Aquí entra Nixon en juego. «No somos una nación de blanditos», alentaría Nixon a un grupo mastodóntico de expertos reunidos en Annapolis, «pero podríamos convertirnos en una». Nervioso por las implicaciones de este futuro pavoroso de cara a las tropas estadounidenses, Eisenhower ofreció una rápida respuesta institucional: el Presidential Council on Youth Fitness. Tener al vicepresidente Nixon al mando del PCYF podría haber sido el mejor combustible que este libro puede darle a usted para entender las tensiones entre los poderes ejecutivos de EEUU y los poderes reales. Pero lograr que un país haga ejercicio no se consigue sólo con inyectar millones.

Como pueden imaginar, Nixon apenas pasó de darle el papel de catalizador a un consejo apenas sin fondos ni interés. En 1957 Nixon estaba en otros asuntos: la URSS había lanzado el primer Sputnik. La cascada de acontecimientos, en breve, fue la siguiente: Eisenhower dio un carácter eminentemente militar al impulso del ejercicio para convertir «niños en hombres, y hombres en marines». En 1962 J. F. Kennedy volvió a decir que «mientras los Americanos estaban más sanos que nunca —esto es, libres de enfermedades infecciosas— sus cuerpos estaban menos ágiles y fuertes». Corrieron las décadas en las que el deporte de alto nivel se comía los esfuerzos gubernamentales. Dominar los medalleros frente a los rusos fue la obsesión de la administración Nixon. Total que, treinta años después, como relata siguiendo su experiencia personal Natalia Petrzela, la juventud aborrece la educación física, existen instituciones que castigan a los alumnos díscolos sin la clase de educación física, y los jóvenes se ven abocados a un sistema deportivo piramidal enfocado a alimentar la élite de unas selecciones de Estados Unidos que dominarán el mundo.

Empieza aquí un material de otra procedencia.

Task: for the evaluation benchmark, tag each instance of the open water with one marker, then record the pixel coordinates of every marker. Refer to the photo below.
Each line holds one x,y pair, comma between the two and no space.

Probablemente le hayan contado que los turistas yanquis blancos de clases medias reciben unas instrucciones básicas antes de iniciar su viaje a Europa. Estas instrucciones consisten en que deben empezar a acostumbrarse gradualmente a caminar porque es lo que se van a encontrar fuera de su entorno motorizado. Suena ajeno, contemporáneo y extremo. Pues esto no es exclusivo de hoy. Lean la génesis de un problema que podría ser también el suyo en unas décadas.